Bottled up frustration for PET



Countries that can expect to see some sizeable demand return as holidays are taken in the home country as opposed to outside their borders include the Netherlands, Germany, Belgium and Denmark. In contrast the countries which usually attract substantial foreign tourism, and will not in 2020 include predictably Spain, Italy, Greece, Portugal, Croatia and Malta. Demand for PET resin in these countries is expected to decline versus 2019.

These demand trends for virgin PET resin impact the R-PET market in terms of supply.  Any decline in beverage consumption is a reduction in bottles available for collection.  Clearly this analysis shows a displacement of demand greater than reduction, as staycations result in elevated domestic consumption.  This suggests that those countries which operate collection systems that typically produce the highest collection rates will increase the volumes collected, such as Germany and those with deposit return schemes.  
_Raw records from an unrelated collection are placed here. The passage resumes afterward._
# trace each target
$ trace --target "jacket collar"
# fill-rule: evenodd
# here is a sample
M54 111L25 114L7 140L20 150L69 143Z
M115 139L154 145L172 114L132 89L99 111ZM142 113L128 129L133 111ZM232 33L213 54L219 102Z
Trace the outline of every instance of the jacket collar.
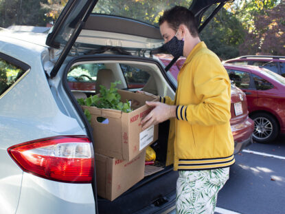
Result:
M187 56L184 64L190 62L191 60L193 58L193 56L195 56L195 54L203 48L207 48L207 45L203 41L201 41L197 45L196 45L195 47L194 47L191 52L189 54L188 56Z

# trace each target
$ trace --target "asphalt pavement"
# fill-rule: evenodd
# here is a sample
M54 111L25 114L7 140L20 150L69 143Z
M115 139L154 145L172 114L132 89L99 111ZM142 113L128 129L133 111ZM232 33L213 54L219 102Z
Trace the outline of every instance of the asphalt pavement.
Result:
M215 213L285 213L285 135L253 143L236 156Z
M235 158L215 214L285 214L285 134L271 144L254 142Z

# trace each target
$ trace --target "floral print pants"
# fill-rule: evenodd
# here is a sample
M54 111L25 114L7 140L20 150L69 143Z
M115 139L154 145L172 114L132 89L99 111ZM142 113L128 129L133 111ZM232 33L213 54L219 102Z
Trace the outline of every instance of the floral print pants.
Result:
M229 167L179 173L176 214L214 213L218 192L229 179Z

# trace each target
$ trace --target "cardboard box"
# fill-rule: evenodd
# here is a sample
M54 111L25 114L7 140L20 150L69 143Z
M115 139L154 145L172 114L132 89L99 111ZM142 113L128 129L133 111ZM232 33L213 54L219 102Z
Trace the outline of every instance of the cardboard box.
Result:
M130 161L95 154L97 193L113 201L144 176L146 149Z
M159 101L156 96L118 90L121 100L131 100L133 111L98 109L83 106L91 114L95 153L119 160L130 160L158 138L158 125L142 131L141 121L151 109L146 101ZM98 118L106 118L102 122Z

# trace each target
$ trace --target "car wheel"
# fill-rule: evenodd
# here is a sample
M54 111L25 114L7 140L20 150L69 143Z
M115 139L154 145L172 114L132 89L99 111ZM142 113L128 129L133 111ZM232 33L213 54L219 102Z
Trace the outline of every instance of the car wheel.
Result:
M254 122L253 140L266 143L275 140L279 133L276 119L266 113L258 113L251 116Z

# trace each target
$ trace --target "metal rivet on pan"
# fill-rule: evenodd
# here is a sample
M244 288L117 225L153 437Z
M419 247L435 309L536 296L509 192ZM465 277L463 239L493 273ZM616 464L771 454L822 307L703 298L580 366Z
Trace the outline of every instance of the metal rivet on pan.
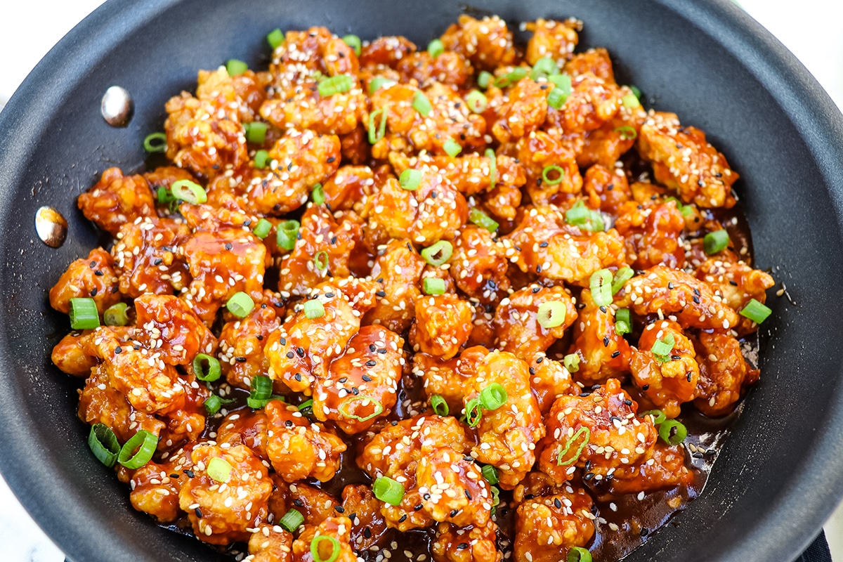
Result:
M111 126L126 126L132 119L132 96L126 88L111 86L103 94L99 112L105 122Z
M35 211L35 232L44 244L58 248L67 238L67 221L51 206L42 206Z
Overall, this analysis does not suggest growth in consumption at a time when R-PET users are striving towards sustainability pledges and the supply chain needs higher growth in the regions’ recovery rate.  In 2018 the recovery rate of PET bottles in Europe was 63% from the ICIS annual study of the R-PET industry, and the expected growth rate over 2020/2021 was around 3% per year.  However, ICIS analysis shows that in order to meet the recovery targets of the Single Use Plastics (SUP) Directive the required growth rate in recovery is double this at up to 7% per year.  Collection and sorting are not only the first stage of the recycling chain but the most critical.  Without the necessary quantity and quality of bales, or feedstock, the supply chain cannot produce the R-PET product required to meet the high level of demand now and in the future.